DISIC’s key activities can be summed up in four words:

  1. Guiding through the use of standards and guidelines
  2. Driving efforts to pool resources
  3. Managing major public sector projects (to ensure that the cost, time and value of information system projects are respected)
  4. Advising public sector departments and operators on their information systems

In 2009 the first version of the Référentiel Général d’Accessibilité de l’Administration (general guidelines for the accessibility of public websites) was published. In February 2011 DISIC was created, and at the national disability conference in June 2011, a number of specific budgets on digital accessibility were announced. In November 2011, the Minister of Public Service entrusted the implementation of a digital accessibility plan to the DISIC in partnership with the Fonds pour l'Insertion des Personnes Handicapées dans la Fonction Publique (Fund for the Integration of Persons with Disabilities in Public Services).

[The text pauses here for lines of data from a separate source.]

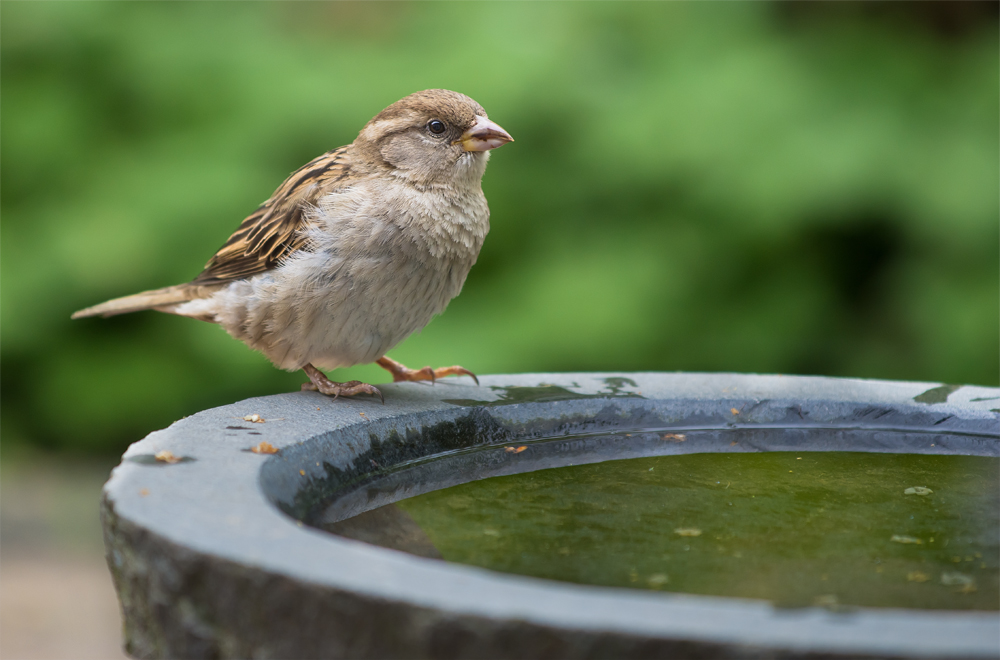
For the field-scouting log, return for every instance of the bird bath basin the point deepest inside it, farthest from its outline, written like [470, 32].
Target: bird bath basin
[579, 515]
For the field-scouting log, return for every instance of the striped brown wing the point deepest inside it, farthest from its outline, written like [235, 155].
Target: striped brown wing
[274, 230]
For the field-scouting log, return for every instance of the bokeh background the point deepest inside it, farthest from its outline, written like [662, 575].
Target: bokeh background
[800, 188]
[791, 188]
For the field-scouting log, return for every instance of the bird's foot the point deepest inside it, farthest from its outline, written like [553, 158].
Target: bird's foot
[318, 382]
[401, 372]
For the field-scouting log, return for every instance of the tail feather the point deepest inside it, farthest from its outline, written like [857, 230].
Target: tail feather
[158, 299]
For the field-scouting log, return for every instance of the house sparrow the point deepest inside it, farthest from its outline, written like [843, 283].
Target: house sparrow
[356, 250]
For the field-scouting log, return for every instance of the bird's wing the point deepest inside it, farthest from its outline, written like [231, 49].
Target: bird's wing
[275, 230]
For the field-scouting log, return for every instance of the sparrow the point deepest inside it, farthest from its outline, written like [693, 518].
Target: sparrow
[355, 251]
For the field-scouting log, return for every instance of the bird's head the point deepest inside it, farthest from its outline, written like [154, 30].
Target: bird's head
[434, 136]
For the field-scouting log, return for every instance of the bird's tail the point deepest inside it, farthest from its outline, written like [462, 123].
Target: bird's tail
[162, 300]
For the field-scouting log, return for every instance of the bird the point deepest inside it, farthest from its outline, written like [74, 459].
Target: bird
[355, 251]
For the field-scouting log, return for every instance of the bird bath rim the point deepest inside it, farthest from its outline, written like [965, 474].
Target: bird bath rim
[160, 532]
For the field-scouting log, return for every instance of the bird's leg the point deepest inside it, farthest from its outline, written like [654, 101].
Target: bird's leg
[400, 372]
[318, 382]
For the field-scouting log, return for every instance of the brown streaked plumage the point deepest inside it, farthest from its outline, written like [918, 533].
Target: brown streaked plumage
[355, 250]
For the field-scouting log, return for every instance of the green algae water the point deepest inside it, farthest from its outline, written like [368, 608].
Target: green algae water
[836, 529]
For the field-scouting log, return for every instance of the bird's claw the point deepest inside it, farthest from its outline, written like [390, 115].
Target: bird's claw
[320, 383]
[401, 372]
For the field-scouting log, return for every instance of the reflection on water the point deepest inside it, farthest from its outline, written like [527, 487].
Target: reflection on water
[835, 529]
[387, 526]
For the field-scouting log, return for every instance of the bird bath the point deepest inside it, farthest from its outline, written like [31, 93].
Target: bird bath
[580, 515]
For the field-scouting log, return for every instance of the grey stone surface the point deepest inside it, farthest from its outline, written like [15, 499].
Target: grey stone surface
[208, 565]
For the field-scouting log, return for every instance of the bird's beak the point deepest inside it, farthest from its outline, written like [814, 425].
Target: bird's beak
[483, 136]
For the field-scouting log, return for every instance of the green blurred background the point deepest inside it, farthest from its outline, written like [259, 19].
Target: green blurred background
[796, 188]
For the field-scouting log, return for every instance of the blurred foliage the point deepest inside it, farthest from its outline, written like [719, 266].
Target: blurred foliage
[795, 188]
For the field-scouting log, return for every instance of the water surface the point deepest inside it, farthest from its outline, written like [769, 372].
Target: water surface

This resulted in an audit by the Government Information Service on the accessibility of public sector websites.

With the help of FIPHFP, the DISIC then drew up a plan of action. A co-financing agreement was established between the FIPHFP and the DISIC, and a call for tender was published to allow the DISIC to work directly with experts in the domain on a compliancy audit and accessibility training across the public sector.

The first step in this action plan is to design and implement a compliance programme for all digital government services based on the RGAA general guidelines for the accessibility of public sector websites. Then it will attempt to develop an overarching view, supported by FIPHFP, of all business and user-oriented applications, both internal and external to the public sector. All departmental CIOs are mobilized on this project; a call for tender has already been published and a solution will be implemented shortly. The successful bid was submitted by of a group of experts, formed around two companies, which brings together small structures such as BrailleNet along with experts in the field who are well-versed in the needs of disabled users. Preference was given to this type of configuration over large multi-sector consultancy firms.

Throughout the implementation of its digital accessibility plan, the DISIC will be working closely with disabled organisations to determine where efforts must be focused. A steering committee, composed primarily of government representatives, will meet on a quarterly basis. An open network community will also be created to capture the needs of citizens, to determine the different areas of e-Accessibility on which to focus efforts, and to examine projects that request financial assistance from the FIPHFP. This committee will also oversee the compliance programme, and manage an update of the RGAA guidelines which have not been reviewed since their publication in 2009. The committee will also coordinate feedback from the entire community, funding, training and resource development. The DISIC will need to determine which sites pose the most problems and set priorities accordingly; they will do this in close consultation with disabled organisations and charities. As part of this project, an "Accessible Information Systems" label will be developed which can be given to sites that comply with RGAA guidelines. This will be based on a voluntary certification process, or a request by the DISIC following complaints by users who are dissatisfied with the accessibility on a given public sector site. Following an eligibility review, a co-financing agreement will be signed between the employer, the state or an operator working on behalf of the state, and the FIPHFP. The compliancy process will be funded either partially or in its entirety, depending on the size and importance of the public sector site and the means of the managing body. At the end of the process, if the site passes the final accessibility audit, it will be issued with an "Accessible Information Systems" label.

The Observatoire Interministériel de l’Accessibilité et de la Conception Universelle (interdepartmental centre of accessibility and universal design) will be regularly updated on how this work is progressing, and of the difficulties and successes met in the process.